Laila's patients come from among the 950,000 people who have since returned to their homes. Most of them are women or children; some are still suffering from trauma after being uprooted from towns and villages across the scenic region last year, others seek out Laila to ask about getting access to basic services.

"The inhabitants of Swat have suffered a lot; they have lost their loved ones, their valuables and faced economic problems," she told UNHCR, adding: "They are willing to approach anybody that they think can solve their problems."

Her counselling and psycho-social support is part of a UNHCR initiative to help the returnees recover from their ordeal. The refugee agency has set up the welfare centres in Swat and Lower Dir in partnership with the Regional Institute of Policy Research and Training and the Youth Resource Centre.

When UNHCR visited Laila at the Friend's House near Mingora, she had just been counselling a woman and her 12-year-old boy, Ali, who was a gregarious child until his brother and sister were killed when an artillery shell landed near their house during last year's offensive.

"Since then, the boy has started wetting his bed and he also suffers from nightmares. He cries a lot and refuses to leave the house. He does not want to go to school and thinks that militants will kill him," Laila revealed.

Meanwhile, the boy's father has severe mental problems linked to the death of his two children, while the mother suffers from depression and is often violent with Ali and her two other surviving children. With Laila's help over several sessions, the family members have been slowly recovering from the trauma.

Laila says that many children show similar signs of trauma. "Some children sleepwalk, cry, scream at night and shake uncontrollably when they see bearded men, soldiers or fast moving vehicles," she said. "Adults show signs of post-traumatic stress disorder and, for some, it has a long-term impact," the psychologist added.

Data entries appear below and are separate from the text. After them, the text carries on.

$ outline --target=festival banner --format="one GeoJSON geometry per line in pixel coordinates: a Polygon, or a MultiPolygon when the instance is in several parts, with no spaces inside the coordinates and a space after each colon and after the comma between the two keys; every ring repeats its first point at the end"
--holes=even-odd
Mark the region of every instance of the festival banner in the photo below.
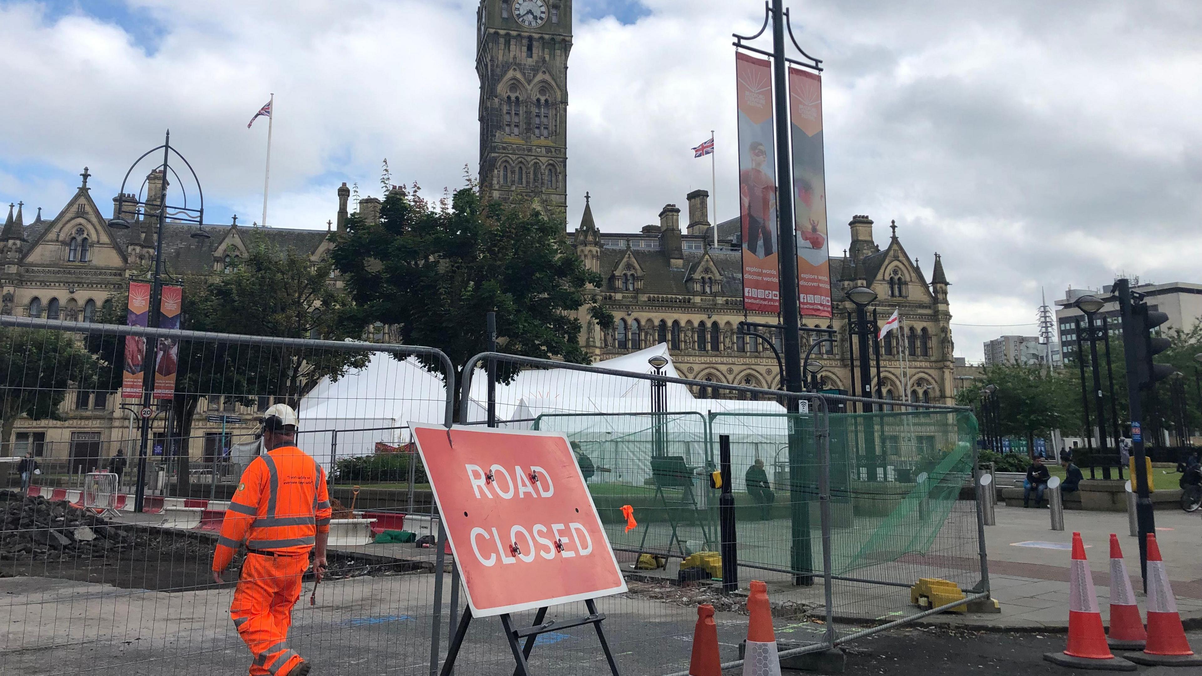
{"type": "Polygon", "coordinates": [[[799,306],[802,315],[831,316],[831,256],[822,155],[822,77],[790,66],[789,101],[793,136],[793,214],[799,306]]]}
{"type": "MultiPolygon", "coordinates": [[[[150,316],[150,285],[142,281],[130,283],[130,300],[126,303],[125,324],[145,326],[150,316]]],[[[125,337],[125,369],[121,373],[121,398],[142,398],[142,360],[145,356],[147,339],[142,336],[125,337]]]]}
{"type": "MultiPolygon", "coordinates": [[[[780,312],[776,261],[776,153],[772,70],[764,59],[734,55],[739,119],[739,215],[743,221],[743,307],[780,312]]],[[[829,312],[829,310],[828,310],[829,312]]]]}
{"type": "MultiPolygon", "coordinates": [[[[163,286],[159,300],[159,328],[179,328],[179,312],[184,302],[180,286],[163,286]]],[[[171,399],[175,396],[175,370],[179,367],[179,340],[160,338],[155,350],[154,398],[171,399]]]]}

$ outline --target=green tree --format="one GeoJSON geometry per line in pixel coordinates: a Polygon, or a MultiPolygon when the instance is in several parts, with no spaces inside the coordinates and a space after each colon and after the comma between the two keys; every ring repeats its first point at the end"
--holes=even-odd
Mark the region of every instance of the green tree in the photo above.
{"type": "MultiPolygon", "coordinates": [[[[232,272],[184,280],[180,328],[278,338],[341,340],[362,331],[347,322],[349,298],[331,284],[332,263],[314,263],[304,253],[280,249],[263,237],[248,237],[248,256],[232,272]]],[[[125,324],[126,292],[109,298],[100,321],[125,324]]],[[[353,321],[353,320],[352,320],[353,321]]],[[[93,334],[88,349],[119,386],[124,337],[93,334]]],[[[188,494],[192,420],[202,398],[254,405],[276,397],[296,405],[322,378],[362,368],[362,351],[293,349],[254,343],[185,340],[179,345],[169,437],[178,439],[179,491],[188,494]]]]}
{"type": "Polygon", "coordinates": [[[1036,364],[987,366],[972,385],[960,390],[957,403],[980,411],[982,390],[996,385],[999,432],[1002,435],[1027,439],[1027,452],[1035,452],[1035,435],[1048,434],[1065,422],[1064,398],[1070,380],[1065,370],[1053,370],[1036,364]]]}
{"type": "Polygon", "coordinates": [[[59,407],[71,384],[87,385],[95,363],[73,333],[0,328],[0,456],[12,455],[17,420],[65,420],[59,407]]]}
{"type": "MultiPolygon", "coordinates": [[[[332,256],[361,324],[393,326],[403,343],[438,348],[457,368],[487,349],[488,312],[505,352],[579,363],[588,355],[578,310],[613,321],[585,297],[601,277],[576,256],[561,223],[529,204],[486,204],[470,184],[436,208],[416,186],[389,191],[379,223],[356,214],[346,230],[332,256]]],[[[441,372],[433,360],[423,366],[441,372]]]]}

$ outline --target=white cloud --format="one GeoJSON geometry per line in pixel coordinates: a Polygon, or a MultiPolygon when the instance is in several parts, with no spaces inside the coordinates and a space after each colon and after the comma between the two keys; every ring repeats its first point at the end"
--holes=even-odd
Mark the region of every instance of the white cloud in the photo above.
{"type": "MultiPolygon", "coordinates": [[[[1034,321],[1041,286],[1054,300],[1119,269],[1197,280],[1197,4],[787,4],[826,60],[835,250],[851,214],[871,214],[879,241],[897,219],[928,273],[944,255],[959,324],[1034,321]]],[[[340,182],[379,192],[385,156],[394,183],[435,194],[476,166],[474,0],[130,5],[115,25],[0,4],[0,198],[26,214],[55,213],[84,165],[107,202],[169,126],[210,212],[257,220],[267,130],[245,121],[270,91],[274,225],[323,227],[340,182]]],[[[602,229],[632,230],[709,189],[689,148],[710,129],[719,215],[734,215],[731,32],[757,30],[762,4],[643,5],[623,24],[579,17],[630,2],[577,0],[572,226],[585,190],[602,229]]],[[[1029,328],[957,327],[957,352],[1029,328]]]]}

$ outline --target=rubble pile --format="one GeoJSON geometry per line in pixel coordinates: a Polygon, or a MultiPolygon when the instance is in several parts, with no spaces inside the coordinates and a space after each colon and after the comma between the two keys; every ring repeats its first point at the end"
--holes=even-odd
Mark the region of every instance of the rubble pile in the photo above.
{"type": "Polygon", "coordinates": [[[133,540],[66,500],[0,491],[0,561],[99,558],[132,547],[133,540]]]}

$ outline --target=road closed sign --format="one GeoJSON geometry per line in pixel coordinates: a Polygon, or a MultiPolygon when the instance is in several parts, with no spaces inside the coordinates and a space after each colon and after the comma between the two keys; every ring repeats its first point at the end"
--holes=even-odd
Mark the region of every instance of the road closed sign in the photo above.
{"type": "Polygon", "coordinates": [[[410,427],[474,616],[626,591],[566,437],[410,427]]]}

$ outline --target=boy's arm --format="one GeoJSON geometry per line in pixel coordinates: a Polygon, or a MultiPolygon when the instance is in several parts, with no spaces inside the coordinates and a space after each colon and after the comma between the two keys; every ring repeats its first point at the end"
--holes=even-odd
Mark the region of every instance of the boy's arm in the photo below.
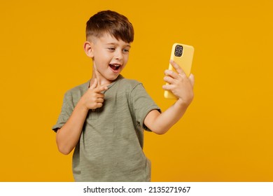
{"type": "Polygon", "coordinates": [[[164,90],[171,90],[178,99],[164,112],[151,111],[146,117],[144,124],[158,134],[166,133],[183,115],[193,99],[194,77],[188,78],[183,69],[174,61],[170,61],[177,73],[166,70],[164,80],[169,85],[163,85],[164,90]]]}
{"type": "Polygon", "coordinates": [[[97,85],[95,79],[75,106],[67,122],[57,132],[57,146],[64,155],[69,154],[78,144],[89,110],[102,106],[104,95],[101,92],[106,90],[107,87],[97,85]]]}

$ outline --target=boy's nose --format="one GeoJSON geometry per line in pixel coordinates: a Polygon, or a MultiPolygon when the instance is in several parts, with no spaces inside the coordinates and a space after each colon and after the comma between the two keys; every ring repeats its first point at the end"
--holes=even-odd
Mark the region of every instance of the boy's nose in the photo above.
{"type": "Polygon", "coordinates": [[[115,59],[122,59],[123,58],[122,51],[117,51],[117,52],[115,55],[115,59]]]}

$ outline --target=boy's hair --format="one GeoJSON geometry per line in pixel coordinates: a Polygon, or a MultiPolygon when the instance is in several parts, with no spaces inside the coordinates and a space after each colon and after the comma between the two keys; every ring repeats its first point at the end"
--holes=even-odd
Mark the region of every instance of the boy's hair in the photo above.
{"type": "Polygon", "coordinates": [[[105,33],[127,43],[134,41],[132,24],[125,16],[115,11],[99,12],[86,22],[86,39],[90,36],[100,38],[105,33]]]}

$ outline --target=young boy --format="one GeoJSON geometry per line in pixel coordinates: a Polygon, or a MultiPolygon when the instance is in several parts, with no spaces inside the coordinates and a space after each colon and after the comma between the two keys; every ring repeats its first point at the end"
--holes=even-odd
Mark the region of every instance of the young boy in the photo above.
{"type": "Polygon", "coordinates": [[[164,80],[177,97],[161,113],[142,84],[120,75],[129,57],[134,29],[116,12],[99,12],[87,22],[84,50],[92,59],[87,83],[68,91],[52,130],[59,150],[74,149],[76,181],[150,181],[150,163],[143,148],[144,130],[165,133],[183,115],[193,99],[193,76],[165,71],[164,80]]]}

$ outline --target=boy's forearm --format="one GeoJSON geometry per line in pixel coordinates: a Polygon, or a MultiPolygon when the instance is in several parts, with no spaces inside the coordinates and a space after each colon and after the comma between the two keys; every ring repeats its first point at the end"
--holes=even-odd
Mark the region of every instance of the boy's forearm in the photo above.
{"type": "Polygon", "coordinates": [[[62,153],[68,155],[75,148],[80,139],[88,113],[88,109],[84,107],[80,101],[67,122],[57,131],[56,142],[62,153]]]}

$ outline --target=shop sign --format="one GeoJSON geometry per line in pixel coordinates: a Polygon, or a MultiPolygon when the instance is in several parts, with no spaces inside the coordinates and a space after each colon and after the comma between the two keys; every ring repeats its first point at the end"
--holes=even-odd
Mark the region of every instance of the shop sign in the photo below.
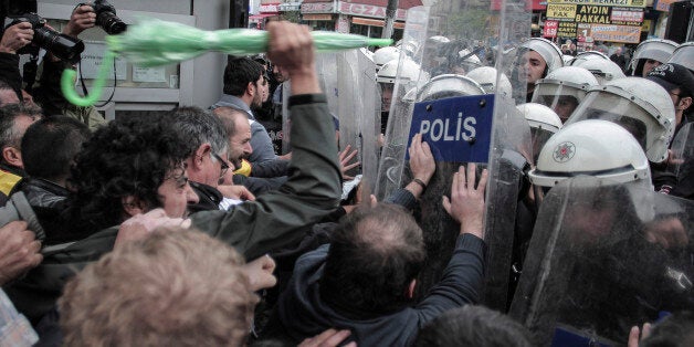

Counselling and psychiatric support can help these people and that's why the UNHCR-run welfare centres, including Friend's House, are important for forcibly displaced people in the return phase. There has been notable success in helping children suffering from anxiety and fear.

Staff from the centres make a concerted effort to let people know that they are there and that they are ready to listen to people in confidence and help them address mental as well as practical issues. Social workers hold community meetings, visit public places and disseminate information about the services provided at the 10 centres in the Swat Valley.

The centres also work with NGOs, lawyers and district officials to see how they can best help people with specific legal and protection needs, such as regaining property. "The service delivery is without discrimination and is gender sensitive, with particular focus on community services for women and child-friendly spaces for the young," said Urooj Saifi, a senior protection officer with UNHCR.

Laila, meanwhile, says she gains immense satisfaction from seeing signs of recovery among those she counsels. "I know that counselling people who have seen death and destruction is not an easy job," she said. "I have been able to help remove the fears of children who were afraid to resume school. After coming to our centres, they are now back at school," she added.